Un projet annoncé à de nombreuses reprises, mais toujours retardé; un projet modifié tant de fois qu'on en perd le compte; un projet dont les coûts augmentent par bonds de centaines de millions. Le métro de Laval? Non, la modernisation de la rue Notre-Dame.

Notre collègue Tommy Chouinard révélait mercredi que le projet, qui devait coûter 750 millions selon un communiqué de presse émis en mai 2008, est maintenant évalué au double, soit 1,5 milliard. Un saut à la perche de 750 millions en neuf mois! Il n'y a pas d'autre mot: le processus d'estimation du ministère des Transports est une farce.

 

La ministre, Julie Boulet, a fait porter le blâme à ses fonctionnaires, déplorant qu'ils n'aient pas inclus l'inflation (!) et les contingences (!!) dans l'évaluation produite en 2006 et répétée depuis. Mme Boulet a ordonné l'arrêt des travaux et la révision du projet.

Au ministère, on invoque diverses raisons pour expliquer l'explosion des coûts. On souligne que le sol n'avait pas la consistance prévue et que les canalisations se trouvant sous Notre-Dame sont plus imposantes et nombreuses qu'indiqué sur les anciens plans. N'empêche: un ministère ayant construit tant de routes au fil des décennies devrait être en mesure de prévoir... les imprévus. D'autant plus que l'amélioration de la gestion des grands projets, notamment en ce qui a trait aux prévisions des dépenses, était la principale recommandation du rapport du vérificateur général sur le dérapage du métro de Laval. Ce rapport, rappelons-le, a été publié il y a presque cinq ans.

Lorsque les coûts d'un projet sont aussi grossièrement sous-évalués que ceux du métro de Laval et de la rue Notre-Dame, les citoyens se sentent floués. De plus, le processus décisionnel se trouve faussé: le gouvernement aurait-il accepté d'aller de l'avant s'il avait su qu'il lui faudrait débourser une somme aussi astronomique?

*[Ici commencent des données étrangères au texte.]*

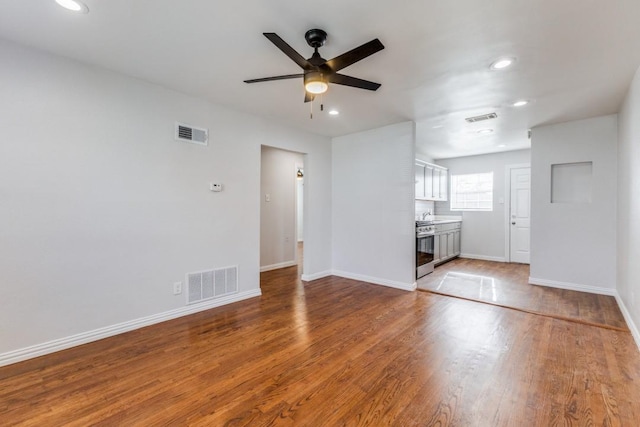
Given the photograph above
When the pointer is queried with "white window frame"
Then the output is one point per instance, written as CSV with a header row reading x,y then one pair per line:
x,y
474,196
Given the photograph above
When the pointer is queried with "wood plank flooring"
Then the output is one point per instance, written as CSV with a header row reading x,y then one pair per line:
x,y
336,352
507,284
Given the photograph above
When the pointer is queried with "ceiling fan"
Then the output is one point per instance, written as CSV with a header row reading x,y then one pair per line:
x,y
319,72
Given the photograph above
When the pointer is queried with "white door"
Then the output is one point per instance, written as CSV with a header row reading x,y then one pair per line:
x,y
519,215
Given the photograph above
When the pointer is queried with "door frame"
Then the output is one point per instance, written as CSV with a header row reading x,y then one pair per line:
x,y
507,207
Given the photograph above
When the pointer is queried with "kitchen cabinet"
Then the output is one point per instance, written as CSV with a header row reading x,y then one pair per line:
x,y
431,181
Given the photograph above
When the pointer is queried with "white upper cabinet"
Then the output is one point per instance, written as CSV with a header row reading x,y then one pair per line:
x,y
431,181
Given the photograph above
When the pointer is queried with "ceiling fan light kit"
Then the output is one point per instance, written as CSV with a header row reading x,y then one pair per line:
x,y
319,72
314,83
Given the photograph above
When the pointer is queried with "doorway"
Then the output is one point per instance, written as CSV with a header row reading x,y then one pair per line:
x,y
279,183
517,242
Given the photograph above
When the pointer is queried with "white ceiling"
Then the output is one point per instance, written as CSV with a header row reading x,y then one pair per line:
x,y
575,58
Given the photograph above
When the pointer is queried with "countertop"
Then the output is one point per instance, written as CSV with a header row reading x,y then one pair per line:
x,y
438,219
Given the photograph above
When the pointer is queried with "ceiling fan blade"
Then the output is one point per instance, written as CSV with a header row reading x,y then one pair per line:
x,y
288,50
268,79
355,55
341,79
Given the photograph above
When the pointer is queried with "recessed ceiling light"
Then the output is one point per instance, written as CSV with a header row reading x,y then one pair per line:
x,y
502,63
74,5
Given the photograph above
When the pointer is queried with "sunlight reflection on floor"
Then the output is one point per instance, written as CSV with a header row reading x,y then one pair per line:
x,y
487,289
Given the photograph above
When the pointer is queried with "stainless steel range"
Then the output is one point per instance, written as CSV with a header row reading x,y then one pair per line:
x,y
425,248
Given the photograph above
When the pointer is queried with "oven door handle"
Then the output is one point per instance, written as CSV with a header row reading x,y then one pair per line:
x,y
425,235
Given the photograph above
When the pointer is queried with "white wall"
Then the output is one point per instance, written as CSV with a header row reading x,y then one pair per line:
x,y
278,215
483,233
373,205
574,245
102,210
628,267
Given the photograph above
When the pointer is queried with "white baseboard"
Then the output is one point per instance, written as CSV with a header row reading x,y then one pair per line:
x,y
483,257
377,281
109,331
316,276
278,265
627,317
572,286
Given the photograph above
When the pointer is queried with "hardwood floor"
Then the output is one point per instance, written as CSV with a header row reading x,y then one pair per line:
x,y
337,352
506,284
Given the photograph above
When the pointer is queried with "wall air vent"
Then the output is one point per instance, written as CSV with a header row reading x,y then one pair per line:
x,y
192,134
211,284
481,117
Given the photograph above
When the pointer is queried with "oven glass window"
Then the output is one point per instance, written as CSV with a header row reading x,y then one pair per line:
x,y
424,250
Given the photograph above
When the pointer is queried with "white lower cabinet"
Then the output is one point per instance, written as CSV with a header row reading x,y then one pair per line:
x,y
447,242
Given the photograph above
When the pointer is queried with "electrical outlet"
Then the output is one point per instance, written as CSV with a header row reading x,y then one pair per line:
x,y
177,288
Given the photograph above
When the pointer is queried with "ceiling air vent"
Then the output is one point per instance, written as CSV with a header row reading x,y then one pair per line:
x,y
481,118
192,134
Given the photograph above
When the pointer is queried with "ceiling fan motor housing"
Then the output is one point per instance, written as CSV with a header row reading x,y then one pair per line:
x,y
315,38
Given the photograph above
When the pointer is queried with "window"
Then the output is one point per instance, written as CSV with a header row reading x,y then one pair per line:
x,y
472,192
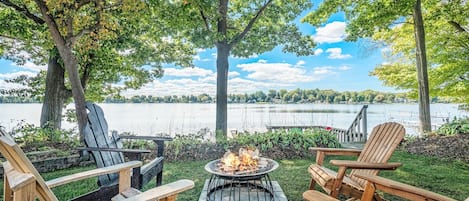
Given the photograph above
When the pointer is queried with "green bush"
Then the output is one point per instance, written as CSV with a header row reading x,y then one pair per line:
x,y
293,138
454,127
29,135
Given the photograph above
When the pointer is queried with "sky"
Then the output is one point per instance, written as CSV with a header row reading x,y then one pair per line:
x,y
336,65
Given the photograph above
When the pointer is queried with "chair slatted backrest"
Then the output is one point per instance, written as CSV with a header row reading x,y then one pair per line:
x,y
18,160
383,140
96,135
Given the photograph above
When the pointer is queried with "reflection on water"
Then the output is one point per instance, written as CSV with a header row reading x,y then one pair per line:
x,y
190,118
310,111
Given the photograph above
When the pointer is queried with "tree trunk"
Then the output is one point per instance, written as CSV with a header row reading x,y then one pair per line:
x,y
55,94
424,97
70,63
223,52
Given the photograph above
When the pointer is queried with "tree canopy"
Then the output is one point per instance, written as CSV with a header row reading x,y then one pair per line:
x,y
365,18
447,48
239,28
104,42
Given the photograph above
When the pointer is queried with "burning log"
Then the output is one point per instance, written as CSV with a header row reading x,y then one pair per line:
x,y
247,161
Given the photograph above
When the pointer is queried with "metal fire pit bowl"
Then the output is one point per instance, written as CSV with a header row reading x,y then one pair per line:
x,y
241,185
213,167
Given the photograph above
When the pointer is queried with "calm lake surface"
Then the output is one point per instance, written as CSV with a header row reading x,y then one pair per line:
x,y
153,119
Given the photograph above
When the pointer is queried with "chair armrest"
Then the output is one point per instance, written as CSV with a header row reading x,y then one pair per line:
x,y
158,140
138,137
321,153
364,165
164,191
337,151
17,180
401,189
137,151
92,173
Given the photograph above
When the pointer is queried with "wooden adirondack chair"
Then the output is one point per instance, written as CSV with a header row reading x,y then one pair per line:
x,y
108,151
385,185
382,142
22,182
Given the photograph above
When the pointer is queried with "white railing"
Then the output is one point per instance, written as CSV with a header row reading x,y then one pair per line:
x,y
357,132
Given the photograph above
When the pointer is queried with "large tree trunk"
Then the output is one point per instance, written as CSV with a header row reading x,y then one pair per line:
x,y
421,56
55,95
71,65
223,52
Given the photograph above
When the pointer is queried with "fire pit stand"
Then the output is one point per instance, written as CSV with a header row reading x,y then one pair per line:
x,y
247,185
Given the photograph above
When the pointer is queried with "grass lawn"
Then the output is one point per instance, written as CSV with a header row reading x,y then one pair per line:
x,y
450,178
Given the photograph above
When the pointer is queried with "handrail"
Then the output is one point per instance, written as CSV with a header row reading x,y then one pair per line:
x,y
357,132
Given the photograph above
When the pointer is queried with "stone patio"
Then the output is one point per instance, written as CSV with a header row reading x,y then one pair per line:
x,y
278,194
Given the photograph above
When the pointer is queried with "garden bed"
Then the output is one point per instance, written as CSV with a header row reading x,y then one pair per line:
x,y
454,147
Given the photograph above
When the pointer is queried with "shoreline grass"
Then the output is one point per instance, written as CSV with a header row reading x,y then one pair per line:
x,y
447,177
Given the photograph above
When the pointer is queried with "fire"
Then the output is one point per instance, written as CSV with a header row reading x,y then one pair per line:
x,y
247,159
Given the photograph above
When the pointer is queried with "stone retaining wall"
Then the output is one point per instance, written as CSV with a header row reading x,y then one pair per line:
x,y
56,163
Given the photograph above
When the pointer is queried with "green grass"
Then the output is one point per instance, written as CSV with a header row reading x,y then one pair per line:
x,y
450,178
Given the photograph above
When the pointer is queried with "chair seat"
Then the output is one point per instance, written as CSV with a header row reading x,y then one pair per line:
x,y
313,195
325,177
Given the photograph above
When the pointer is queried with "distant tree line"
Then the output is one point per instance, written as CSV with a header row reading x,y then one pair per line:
x,y
271,96
275,96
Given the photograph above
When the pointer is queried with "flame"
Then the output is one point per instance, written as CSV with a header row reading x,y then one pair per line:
x,y
247,159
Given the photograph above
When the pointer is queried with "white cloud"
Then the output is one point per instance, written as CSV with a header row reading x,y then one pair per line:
x,y
331,33
318,51
31,66
187,72
322,71
233,74
8,76
300,63
336,53
275,72
345,67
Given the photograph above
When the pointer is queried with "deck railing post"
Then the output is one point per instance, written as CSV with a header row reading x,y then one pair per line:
x,y
365,123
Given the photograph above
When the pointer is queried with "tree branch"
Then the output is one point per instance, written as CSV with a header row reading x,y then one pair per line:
x,y
202,14
457,26
54,28
23,10
240,36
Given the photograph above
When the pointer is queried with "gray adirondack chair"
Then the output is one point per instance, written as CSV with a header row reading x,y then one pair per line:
x,y
108,150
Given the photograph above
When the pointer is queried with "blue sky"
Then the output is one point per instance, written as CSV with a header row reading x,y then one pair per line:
x,y
337,65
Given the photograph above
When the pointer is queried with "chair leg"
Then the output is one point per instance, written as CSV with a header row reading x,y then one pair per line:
x,y
312,184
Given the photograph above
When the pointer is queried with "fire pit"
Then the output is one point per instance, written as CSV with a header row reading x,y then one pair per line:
x,y
243,177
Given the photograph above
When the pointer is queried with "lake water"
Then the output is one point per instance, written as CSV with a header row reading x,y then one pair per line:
x,y
153,119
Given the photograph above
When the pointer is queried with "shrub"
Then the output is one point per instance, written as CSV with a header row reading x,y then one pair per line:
x,y
36,138
454,127
293,138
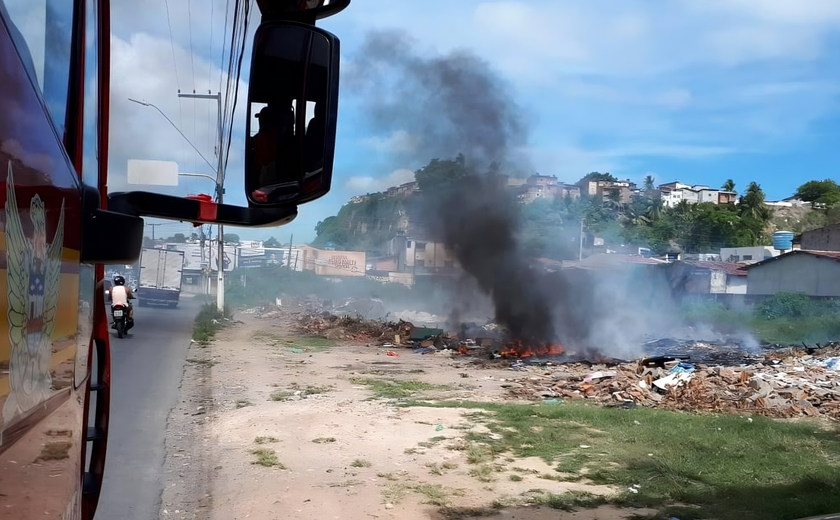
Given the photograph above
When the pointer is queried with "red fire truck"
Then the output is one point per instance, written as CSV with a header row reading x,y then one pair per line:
x,y
61,225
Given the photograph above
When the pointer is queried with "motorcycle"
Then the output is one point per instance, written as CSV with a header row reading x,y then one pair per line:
x,y
122,321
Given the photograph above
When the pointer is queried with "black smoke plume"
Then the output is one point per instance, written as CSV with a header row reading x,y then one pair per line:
x,y
453,104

Le réaménagement de Notre-Dame, dont on parle depuis plus de 30 ans, dont le lancement a été annoncé 2001, 2005, 2007 et 2008 et qui a fait l'objet d'un laborieux compromis entre le MTQ et la Ville de Montréal, est à nouveau sur la planche à dessin. Combien de temps faudra-t-il pour arriver à un concept modifié? Ce retard provoquera-t-il une reprise du débat sur la nature de l'aménagement? À quel point la qualité du boulevard-autoroute - un concept hybride dont la fluidité reste à démontrer - sera-t-elle compromise?

Hier, autant à la Ville qu'au ministère, on parlait de solutions relativement simples qui permettraient d'économiser des dizaines, voire des centaines de millions. S'il était aussi simple de dépenser moins d'argent, pourquoi ne pas avoir adopté ces mesures dès le départ?

Jean Charest avait fait ses choux gras de l'explosion des coûts du prolongement du métro vers Laval. Voici le premier ministre puni par où il a péché. Les libéraux sont menacés d'avoir à leur passif leur propre fiasco dans le domaine du transport. Aussi étonnant et déprimant que cela soit, ni les politiciens ni les fonctionnaires ne semblent avoir tiré d'enseignements de la saga du métro de Laval.